In de moestuinwereld houden ze er niet over op: compost is onmisbaar voor je tuin. Je kunt geen filmpje kijken zonder het te horen. In een tuinboekje van Bob Flowerdew (heet die man echt zo?) is de eerste zin: ‘Compost is fantastisch materiaal’. Want: ‘Het maakt de grond vruchtbaarder, houdt vocht vast, voedt de planten en houdt veel ongedierte en ziekten onder controle’. Bijkomend voordeel is dat je gft-afval niet langer afval is.
Ik had mijn bedenkingen. Ik heb een balkon, dus wat heb ik aan compost? Is het niet efficiënter om het op grote schaal te maken zodat tuinders het kunnen gebruiken? Hebben mijn buren er geen last van? Toch wilde ik het proberen, al was het alleen om het experiment en vast te leren wat wel en niet werkt voor als we straks een moestuin hebben. Ik begon op kleine schaal met een melkpak in de vensterbank en schakelde na veel Youtube-instructies over op een wormentoren.
Natuur imiteren
Toch kon ik maar niet begrijpen wat compost nou is. Is het aarde? Is het potgrond? Is het voeding dat er uitziet als grond? Tot ik ging nadenken over hoe het in de natuur werkt. Grond of bodem zijn de resten van afgebroken gesteente.
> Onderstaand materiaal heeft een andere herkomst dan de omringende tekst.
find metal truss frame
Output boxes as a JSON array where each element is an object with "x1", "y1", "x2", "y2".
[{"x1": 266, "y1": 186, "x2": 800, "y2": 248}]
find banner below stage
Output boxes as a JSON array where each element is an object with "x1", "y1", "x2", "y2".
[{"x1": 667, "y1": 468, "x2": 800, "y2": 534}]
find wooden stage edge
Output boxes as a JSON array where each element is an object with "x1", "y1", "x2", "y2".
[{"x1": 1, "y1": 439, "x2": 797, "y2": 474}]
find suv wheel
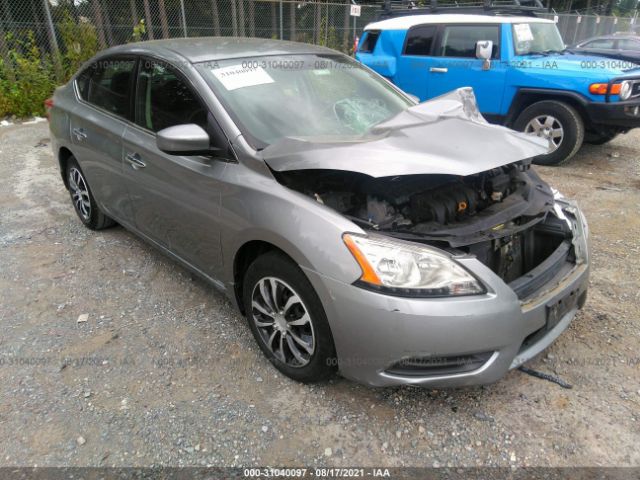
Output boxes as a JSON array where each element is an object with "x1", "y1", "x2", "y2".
[
  {"x1": 513, "y1": 100, "x2": 584, "y2": 166},
  {"x1": 66, "y1": 157, "x2": 116, "y2": 230},
  {"x1": 243, "y1": 251, "x2": 336, "y2": 383}
]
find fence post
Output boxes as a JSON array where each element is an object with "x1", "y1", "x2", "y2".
[
  {"x1": 180, "y1": 0, "x2": 188, "y2": 38},
  {"x1": 42, "y1": 0, "x2": 63, "y2": 81},
  {"x1": 0, "y1": 17, "x2": 16, "y2": 83},
  {"x1": 279, "y1": 1, "x2": 283, "y2": 40}
]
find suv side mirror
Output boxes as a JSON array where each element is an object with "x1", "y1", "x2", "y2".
[
  {"x1": 157, "y1": 124, "x2": 212, "y2": 155},
  {"x1": 476, "y1": 40, "x2": 493, "y2": 70}
]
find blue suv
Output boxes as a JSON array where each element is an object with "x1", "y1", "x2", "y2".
[{"x1": 356, "y1": 12, "x2": 640, "y2": 165}]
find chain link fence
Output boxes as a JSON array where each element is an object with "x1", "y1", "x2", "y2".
[{"x1": 0, "y1": 1, "x2": 380, "y2": 73}]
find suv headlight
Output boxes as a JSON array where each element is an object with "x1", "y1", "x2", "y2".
[
  {"x1": 620, "y1": 80, "x2": 632, "y2": 100},
  {"x1": 343, "y1": 233, "x2": 485, "y2": 297}
]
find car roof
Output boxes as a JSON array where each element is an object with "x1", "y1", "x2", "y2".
[
  {"x1": 364, "y1": 14, "x2": 554, "y2": 31},
  {"x1": 101, "y1": 37, "x2": 339, "y2": 64}
]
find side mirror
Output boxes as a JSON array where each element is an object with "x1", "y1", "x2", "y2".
[
  {"x1": 156, "y1": 124, "x2": 211, "y2": 155},
  {"x1": 475, "y1": 40, "x2": 493, "y2": 70}
]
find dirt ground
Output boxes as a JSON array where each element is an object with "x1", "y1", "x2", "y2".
[{"x1": 0, "y1": 121, "x2": 638, "y2": 468}]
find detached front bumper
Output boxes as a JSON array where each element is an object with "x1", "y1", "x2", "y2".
[{"x1": 304, "y1": 202, "x2": 589, "y2": 388}]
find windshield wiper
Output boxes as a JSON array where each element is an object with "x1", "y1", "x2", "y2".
[
  {"x1": 541, "y1": 49, "x2": 569, "y2": 55},
  {"x1": 521, "y1": 49, "x2": 568, "y2": 56}
]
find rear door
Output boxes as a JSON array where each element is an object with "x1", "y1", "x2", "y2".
[
  {"x1": 396, "y1": 24, "x2": 439, "y2": 101},
  {"x1": 121, "y1": 58, "x2": 229, "y2": 278},
  {"x1": 71, "y1": 56, "x2": 136, "y2": 221},
  {"x1": 427, "y1": 24, "x2": 507, "y2": 115}
]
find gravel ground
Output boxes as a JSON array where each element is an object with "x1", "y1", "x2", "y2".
[{"x1": 0, "y1": 122, "x2": 638, "y2": 468}]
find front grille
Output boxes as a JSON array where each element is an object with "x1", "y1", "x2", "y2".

Van groot naar (heel) klein: grind, zand, silt en klei. Een uitzondering is veen dat niet uit gesteente maar door afbraak van plantenmateriaal in moerasachtige omstandigheden ontstaat. Zo’n bodem wordt niet vanzelf vruchtbaar, daar is een tweede stap voor nodig. En dat is het verteren van materiaal dat ooit geleefd heeft, op de bodem valt en door beesten worden omgewoeld en verder afgebroken. Het kost miljoenen jaren om gesteenten af te breken tot grond. En nog eeuwen of decennia voordat verteerd groenmateriaal de bodem van textuur verandert en voor een rijk bodemleven zorgt die planten weer gebruiken om te groeien.
Een tuin is een kunstmatige verzameling planten, bomen en dieren die, in het geval van ecologisch tuinieren, de natuur zoveel mogelijk probeert te benaderen. Maar een tuinier heeft geen tijd om te wachten tot de bodem door afbraak van organisch materiaal vanzelf vruchtbaar wordt. En in een moestuin wordt de grond veel intensiever beplant dan in een natuurlijke situatie gebeurt. Om de bodem gezond te houden is daarom verse aanvoer van organisch materiaal nodig. Daarom composteren tuinliefhebbers zo fanatiek.
Een bij-effect is dat je groenafval op magische wijze wordt omgezet in een nuttige grondstof. Voor de een is een gezonde bodem de belangrijkste reden om met composteren te beginnen, voor de ander het verminderen van afval.
Methoden voor balkon en kleine tuin
Er zijn honderdduizend manieren om compost te maken. Op een hoop, in een kuil, in een plastic emmer of bak, in een draaiende ton, onder hoge druk, met wormen, met slakken, met kippen en kwartels of door fermentatie (bokashi). Een gewone compostbak neemt veel ruimte in beslag, lekt vocht en trekt ongedierte aan. Voor het balkon of in een kleine tuin is dat niet zo handig. Daar zijn eigenlijk maar twee opties: een kleine, gesloten bak zonder wormen of met wormen. Die laatste is het makkelijkste omdat de wormen ervoor zorgen dat het proces wat sneller gaat. Het enige wat je hoeft te doen is ze voeren.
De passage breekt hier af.